This new understanding could lead to potential advances in pain therapy, the researchers said. Moreover, the scientists envision that their method may be potentially useful in studying the activation mechanism of other drugs and proteins.
"Because our ability to sense temperature is closely linked to our ability to sense pain, it is not surprising that the misregulation of temperature-activated ion channels can result in chronic pain syndromes," said Ardem Patapoutian, associate professor at Scripps Research and member of GNF, who directed the research. "In fact, some of these ion channels are considered targets to treat chronic inflammatory and neuropathic pain indications. Understanding how small molecules such as menthol affect the function of these proteins could be crucial in designing future drugs that can either activate or block them."
The study was released in an advanced online version by the journal Nature Neuroscience.

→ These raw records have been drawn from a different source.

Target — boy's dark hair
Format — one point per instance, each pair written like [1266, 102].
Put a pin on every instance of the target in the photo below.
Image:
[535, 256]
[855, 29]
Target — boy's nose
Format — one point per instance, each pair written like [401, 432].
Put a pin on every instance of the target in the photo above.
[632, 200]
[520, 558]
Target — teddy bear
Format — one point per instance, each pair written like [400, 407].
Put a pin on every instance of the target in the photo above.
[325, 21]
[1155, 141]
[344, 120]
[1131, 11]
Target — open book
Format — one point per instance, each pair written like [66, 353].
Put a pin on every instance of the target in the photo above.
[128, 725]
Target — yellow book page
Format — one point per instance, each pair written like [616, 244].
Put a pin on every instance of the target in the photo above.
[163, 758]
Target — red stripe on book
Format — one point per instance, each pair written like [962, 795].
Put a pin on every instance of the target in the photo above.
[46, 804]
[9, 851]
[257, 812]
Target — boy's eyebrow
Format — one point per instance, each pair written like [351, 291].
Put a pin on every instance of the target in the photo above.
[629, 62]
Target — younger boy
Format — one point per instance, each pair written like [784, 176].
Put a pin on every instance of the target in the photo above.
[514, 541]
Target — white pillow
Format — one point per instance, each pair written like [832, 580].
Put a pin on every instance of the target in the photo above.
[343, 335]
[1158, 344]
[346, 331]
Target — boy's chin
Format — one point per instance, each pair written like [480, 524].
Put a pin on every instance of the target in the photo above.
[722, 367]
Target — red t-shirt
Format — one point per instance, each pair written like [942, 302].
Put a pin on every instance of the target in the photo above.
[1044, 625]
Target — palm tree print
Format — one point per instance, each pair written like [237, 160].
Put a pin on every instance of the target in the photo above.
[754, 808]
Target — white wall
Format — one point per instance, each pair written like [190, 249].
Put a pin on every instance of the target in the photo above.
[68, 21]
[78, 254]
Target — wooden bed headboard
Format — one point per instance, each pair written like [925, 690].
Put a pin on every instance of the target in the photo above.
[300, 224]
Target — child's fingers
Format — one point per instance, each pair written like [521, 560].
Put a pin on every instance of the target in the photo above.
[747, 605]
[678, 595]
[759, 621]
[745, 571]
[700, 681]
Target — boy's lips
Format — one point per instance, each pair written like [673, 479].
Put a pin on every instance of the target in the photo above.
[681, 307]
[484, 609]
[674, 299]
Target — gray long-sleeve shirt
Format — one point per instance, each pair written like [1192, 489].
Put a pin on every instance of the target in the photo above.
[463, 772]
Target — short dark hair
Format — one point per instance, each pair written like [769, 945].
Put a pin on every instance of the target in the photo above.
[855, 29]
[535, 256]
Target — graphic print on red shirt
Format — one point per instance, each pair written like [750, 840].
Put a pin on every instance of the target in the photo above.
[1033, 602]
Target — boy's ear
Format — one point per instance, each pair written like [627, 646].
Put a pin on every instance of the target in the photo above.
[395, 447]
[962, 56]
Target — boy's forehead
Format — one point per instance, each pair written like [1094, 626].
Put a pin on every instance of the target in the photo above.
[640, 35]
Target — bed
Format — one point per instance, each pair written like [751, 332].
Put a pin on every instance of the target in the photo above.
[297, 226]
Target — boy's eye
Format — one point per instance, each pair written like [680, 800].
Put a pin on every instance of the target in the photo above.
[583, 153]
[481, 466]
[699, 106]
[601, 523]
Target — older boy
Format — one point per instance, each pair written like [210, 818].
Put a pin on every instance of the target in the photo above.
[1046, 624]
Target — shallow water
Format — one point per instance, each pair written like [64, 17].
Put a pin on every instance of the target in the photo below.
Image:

Utilizing a novel mutagenesis and high-throughput screening approach, the study assayed 14,000 TRPM8 mutants to find mutants that were not enhanced by menthol but were otherwise functioning normally. The scientists' analysis pinpointed a potential interaction site for menthol, as well as a site that translates binding information to ion channel activity.
Ion channels are proteins found in the cell membrane that can form a tunnel or channel that allows specific ions to move across the membrane. When activated, the channel opens, allowing an influx of calcium ions into the axon, an electrical signal that alerts the neuron, which relays the message to the brain.